For some time now, a certain strategic vision has been gaining traction: The United States is becoming energy-independent, paving the way for its political retreat from the Middle East and justifying its strategic “pivot” toward Asia. This view seems intuitively correct, but is it?
Energy-hungry America has long depended on the global market to meet domestic demand. In 2005, the U.S. imported 60 percent of the energy that it consumed. Since then, however, the share of imports has decreased, and it should continue to do so. The U.S. is expected to become energy self-sufficient in 2020, and to become an oil exporter by 2030.
This scenario would grant the U.S. three enormous advantages. It would enhance U.S. economic competitiveness, especially relative to Europe, given the lower costs involved in the extraction of shale gas. It would also reduce America’s exposure to growing unrest in the Arab world. Finally, it would increase the relative vulnerability of America’s main strategic rival, China, which is becoming increasingly dependent on Middle East energy supplies.
These facts obviously need to be taken seriously, but their implications for U.S. foreign policy in the Middle East should not be too hastily drawn. Above all, though energy dependence is a key element of U.S. policy in the region, it is far from being the only factor. Israel’s security and the desire to contain Iran are equally important.
Moreover, the Middle East’s role in the global geopolitics of energy will grow in the coming decades, making it difficult to see how a superpower like the U.S. could simply walk away from the region. Within the next 15 years, OPEC countries will account for 50 percent of global oil production, compared to only 42 percent today. Furthermore, the country on which this increase will most likely hinge is Iraq.
Could the U.S. ignore a country that in roughly 10 years will become the world’s second-largest oil exporter, generating more than $200 billion annually in revenue, while increasingly being dominated by an authoritarian Shiite regime that is close to Iran? Would it withdraw in the face of the consequent strategic threat to its three allies – Saudi Arabia, Turkey and Israel – in the region?
Such a possibility seems even more far-fetched as long as the Iranian nuclear crisis remains unresolved and the Syrian crisis continues to widen the region’s Shiite-Sunni divide (reflected in increased tension between Turkey and Iran). Even as U.S. President Barack Obama was visiting Asia in November – a trip meant to underscore America’s “pivot” – he was forced to devote considerable time and attention to mediating a cease-fire between Israel and Hamas in Gaza.
Indeed, if oil were truly America’s only or paramount interest in the Middle East, its special relationship with Israel would be mystifying, given the harm that it implies for U.S. interests among Arab oil exporters. Even when its energy dependence on the Middle East was at its peak, the U.S. rarely altered its policy of support for Israel.
It is also important to bear in mind that in 1973, the U.S. suffered less from the OPEC oil embargo than Europe did, even though America, which had resupplied Israel in its war with Egypt and Syria in October of that year, was the primary target. In the end, America’s position in the region strengthened after Egypt became a U.S. ally and made peace with Israel.
China’s growing interest in the Middle East also decreases the likelihood of an American withdrawal. The U.S. will remain concerned about ensuring the security of energy supplies for its Asian allies, which, like China, are increasingly dependent on the region’s oil exporters.
Nevertheless, while an American withdrawal from the Middle East seems highly unlikely, U.S. exposure to the region will indeed decline; as that happens, America’s role there will probably become more subdued – and perhaps more cynical. Its involvement in the Israeli-Palestinian conflict will likely be limited to maintaining the status quo rather than seeking a comprehensive settlement.

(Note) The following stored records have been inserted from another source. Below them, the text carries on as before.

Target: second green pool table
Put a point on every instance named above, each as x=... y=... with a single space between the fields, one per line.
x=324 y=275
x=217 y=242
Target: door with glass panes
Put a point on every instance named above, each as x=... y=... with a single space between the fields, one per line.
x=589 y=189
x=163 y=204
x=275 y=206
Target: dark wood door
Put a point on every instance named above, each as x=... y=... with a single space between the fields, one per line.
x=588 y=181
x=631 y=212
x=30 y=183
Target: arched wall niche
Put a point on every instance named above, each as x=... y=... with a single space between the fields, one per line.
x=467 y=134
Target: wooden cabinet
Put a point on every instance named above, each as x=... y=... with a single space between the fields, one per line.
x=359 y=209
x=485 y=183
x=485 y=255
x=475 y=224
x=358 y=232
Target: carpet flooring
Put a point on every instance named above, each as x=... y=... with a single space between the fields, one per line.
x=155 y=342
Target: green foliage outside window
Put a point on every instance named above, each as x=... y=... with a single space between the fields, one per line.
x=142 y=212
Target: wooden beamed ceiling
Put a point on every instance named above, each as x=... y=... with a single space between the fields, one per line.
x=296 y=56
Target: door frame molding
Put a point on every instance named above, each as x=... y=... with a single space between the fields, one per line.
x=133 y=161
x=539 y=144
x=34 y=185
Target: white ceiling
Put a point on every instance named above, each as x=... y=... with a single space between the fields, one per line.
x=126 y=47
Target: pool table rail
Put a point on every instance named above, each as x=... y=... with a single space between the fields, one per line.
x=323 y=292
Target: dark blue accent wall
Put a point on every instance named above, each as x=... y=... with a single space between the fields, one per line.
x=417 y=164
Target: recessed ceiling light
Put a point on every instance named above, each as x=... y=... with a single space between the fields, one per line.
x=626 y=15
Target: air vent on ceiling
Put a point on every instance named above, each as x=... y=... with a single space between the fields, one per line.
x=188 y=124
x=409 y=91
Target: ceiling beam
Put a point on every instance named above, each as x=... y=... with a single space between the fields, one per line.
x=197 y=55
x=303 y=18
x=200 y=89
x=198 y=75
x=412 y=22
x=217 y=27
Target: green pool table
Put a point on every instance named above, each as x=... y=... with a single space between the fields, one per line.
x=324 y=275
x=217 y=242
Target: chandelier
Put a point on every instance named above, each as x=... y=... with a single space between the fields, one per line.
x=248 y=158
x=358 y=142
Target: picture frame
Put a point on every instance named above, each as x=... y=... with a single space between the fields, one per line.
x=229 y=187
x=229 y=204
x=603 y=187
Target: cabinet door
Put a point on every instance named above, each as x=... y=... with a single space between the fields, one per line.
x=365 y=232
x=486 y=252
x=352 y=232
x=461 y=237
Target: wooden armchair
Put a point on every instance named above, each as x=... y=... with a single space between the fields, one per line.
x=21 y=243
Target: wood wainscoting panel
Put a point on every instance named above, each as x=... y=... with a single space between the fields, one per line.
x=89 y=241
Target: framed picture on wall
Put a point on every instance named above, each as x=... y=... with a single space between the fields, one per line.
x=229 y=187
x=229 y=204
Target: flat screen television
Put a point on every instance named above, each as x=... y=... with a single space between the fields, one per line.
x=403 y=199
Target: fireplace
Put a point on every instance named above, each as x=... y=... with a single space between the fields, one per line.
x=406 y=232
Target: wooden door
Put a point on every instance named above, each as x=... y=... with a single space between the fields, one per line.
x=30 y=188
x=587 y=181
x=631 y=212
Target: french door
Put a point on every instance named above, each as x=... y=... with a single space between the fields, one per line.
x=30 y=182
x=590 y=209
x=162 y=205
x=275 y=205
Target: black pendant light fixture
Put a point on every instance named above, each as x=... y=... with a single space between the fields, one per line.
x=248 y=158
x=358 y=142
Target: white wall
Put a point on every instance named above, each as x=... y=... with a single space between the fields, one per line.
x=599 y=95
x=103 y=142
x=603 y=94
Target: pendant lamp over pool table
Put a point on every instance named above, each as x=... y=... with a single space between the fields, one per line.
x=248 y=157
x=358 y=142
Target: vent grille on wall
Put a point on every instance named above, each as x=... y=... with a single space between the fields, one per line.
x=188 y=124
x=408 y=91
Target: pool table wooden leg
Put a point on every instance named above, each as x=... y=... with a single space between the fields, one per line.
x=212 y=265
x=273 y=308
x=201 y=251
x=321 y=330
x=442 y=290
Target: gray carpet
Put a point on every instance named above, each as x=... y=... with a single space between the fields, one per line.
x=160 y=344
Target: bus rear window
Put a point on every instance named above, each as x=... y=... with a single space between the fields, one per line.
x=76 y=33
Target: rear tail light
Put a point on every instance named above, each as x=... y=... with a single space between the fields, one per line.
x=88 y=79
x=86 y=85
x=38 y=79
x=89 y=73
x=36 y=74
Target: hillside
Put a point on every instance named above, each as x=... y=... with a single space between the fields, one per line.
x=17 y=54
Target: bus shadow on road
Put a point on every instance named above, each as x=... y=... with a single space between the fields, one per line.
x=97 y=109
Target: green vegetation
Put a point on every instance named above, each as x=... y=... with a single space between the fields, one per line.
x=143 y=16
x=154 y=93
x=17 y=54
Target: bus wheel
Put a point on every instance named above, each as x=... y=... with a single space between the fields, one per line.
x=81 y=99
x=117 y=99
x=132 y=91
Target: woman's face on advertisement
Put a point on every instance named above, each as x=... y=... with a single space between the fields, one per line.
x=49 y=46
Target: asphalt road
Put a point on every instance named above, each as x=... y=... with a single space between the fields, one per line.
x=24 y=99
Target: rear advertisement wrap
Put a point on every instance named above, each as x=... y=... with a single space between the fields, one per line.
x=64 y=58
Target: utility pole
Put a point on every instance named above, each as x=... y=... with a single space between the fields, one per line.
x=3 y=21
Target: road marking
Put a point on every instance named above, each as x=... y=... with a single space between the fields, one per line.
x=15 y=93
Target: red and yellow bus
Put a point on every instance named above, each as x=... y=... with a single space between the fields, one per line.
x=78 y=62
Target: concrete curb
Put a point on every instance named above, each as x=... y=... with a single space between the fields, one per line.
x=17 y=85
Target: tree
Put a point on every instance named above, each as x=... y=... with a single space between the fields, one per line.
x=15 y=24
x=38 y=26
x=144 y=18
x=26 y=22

This stance – suggested by America’s opposition to granting Palestine observer-state status at the United Nations – would amount to an admission by the U.S. that it has given up on the creation of two states in the Middle East. That would certainly satisfy Israeli Prime Minister Benjamin Netanyahu and the Palestinian fringe seeking to weaken the Palestinian Authority. But it would fully vindicate those who believe that Obama is more a man of good will than a visionary.
Zaki Laïdi is a professor of international relations at the Institut d’Etudes Politiques de Paris (Sciences Po), and the author of “Limited Achievements: Obama’s Foreign Policy.”